Location
- Country: Australia

Physical characteristics
- • location: near Corriging Hill
- • elevation: 336 metres (1,102 ft)
- • location: Avon River
- • elevation: 179 metres (587 ft)
- Length: 44 km (27 mi)
- Basin size: 327 km^{2} (126 sq mi)

= Mackie River =

River in Western Australia

The Mackie River is a river in the Wheatbelt region of Western Australia. The river is ephemeral and flows following winter and spring rains. The water discharged is saline.

The river rises east of Corriging Hill and flows in a north westerly direction crossing the York to Quairading road twice before it finally discharges into the Avon River of which it is a tributary between York and Gwambygine.

The Mackie has four tributaries of its own: Pitt Brook, Doctors Brook, Mungerding Brook and Bailey Bailey Brook. There were once permanent pools along the course of the river, most notably Marley Pool and Wonnobing Pool, but these are now shallow as a result of sediment deposition.
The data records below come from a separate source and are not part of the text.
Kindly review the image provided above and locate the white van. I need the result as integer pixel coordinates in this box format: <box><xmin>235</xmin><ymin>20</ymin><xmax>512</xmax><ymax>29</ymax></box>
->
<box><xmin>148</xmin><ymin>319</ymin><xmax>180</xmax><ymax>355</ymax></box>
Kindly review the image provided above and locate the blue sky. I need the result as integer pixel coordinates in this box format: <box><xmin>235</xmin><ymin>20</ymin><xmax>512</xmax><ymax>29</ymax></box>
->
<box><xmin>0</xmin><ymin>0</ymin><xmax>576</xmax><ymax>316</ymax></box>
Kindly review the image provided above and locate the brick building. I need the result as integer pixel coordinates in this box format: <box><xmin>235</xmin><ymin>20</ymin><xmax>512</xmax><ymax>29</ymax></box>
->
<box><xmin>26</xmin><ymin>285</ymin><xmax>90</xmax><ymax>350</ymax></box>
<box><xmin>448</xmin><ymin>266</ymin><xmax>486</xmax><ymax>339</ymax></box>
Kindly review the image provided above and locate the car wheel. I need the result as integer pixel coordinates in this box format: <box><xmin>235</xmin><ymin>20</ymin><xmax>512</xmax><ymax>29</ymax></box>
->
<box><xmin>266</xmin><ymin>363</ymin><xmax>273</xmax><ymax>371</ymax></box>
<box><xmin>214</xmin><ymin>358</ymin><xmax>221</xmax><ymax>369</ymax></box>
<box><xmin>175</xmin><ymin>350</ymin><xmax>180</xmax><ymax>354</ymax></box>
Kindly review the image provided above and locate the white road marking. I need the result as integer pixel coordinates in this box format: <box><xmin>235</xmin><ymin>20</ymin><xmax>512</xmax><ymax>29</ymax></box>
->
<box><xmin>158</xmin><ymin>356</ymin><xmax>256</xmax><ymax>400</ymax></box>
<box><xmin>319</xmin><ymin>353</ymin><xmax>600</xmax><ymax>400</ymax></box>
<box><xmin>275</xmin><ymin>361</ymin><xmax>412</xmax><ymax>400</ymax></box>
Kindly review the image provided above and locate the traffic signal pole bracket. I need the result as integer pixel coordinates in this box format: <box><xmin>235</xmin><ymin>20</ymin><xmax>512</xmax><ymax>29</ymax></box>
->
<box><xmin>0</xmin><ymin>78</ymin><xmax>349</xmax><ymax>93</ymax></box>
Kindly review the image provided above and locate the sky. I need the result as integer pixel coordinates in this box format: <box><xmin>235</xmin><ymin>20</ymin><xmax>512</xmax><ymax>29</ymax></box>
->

The area was first explored by Europeans in 1830 when Ensign Dale travelled east from Guildford. York was settled in 1831 and Beverley in 1838, the land around York was sub-divided in 1842 with the land being primarily used for agricultural purposes.

The river was named in 1836 by the Surveyor General John Septimus Roe, who named it after William Henry Mackie who was an early settler in the Swan River Colony.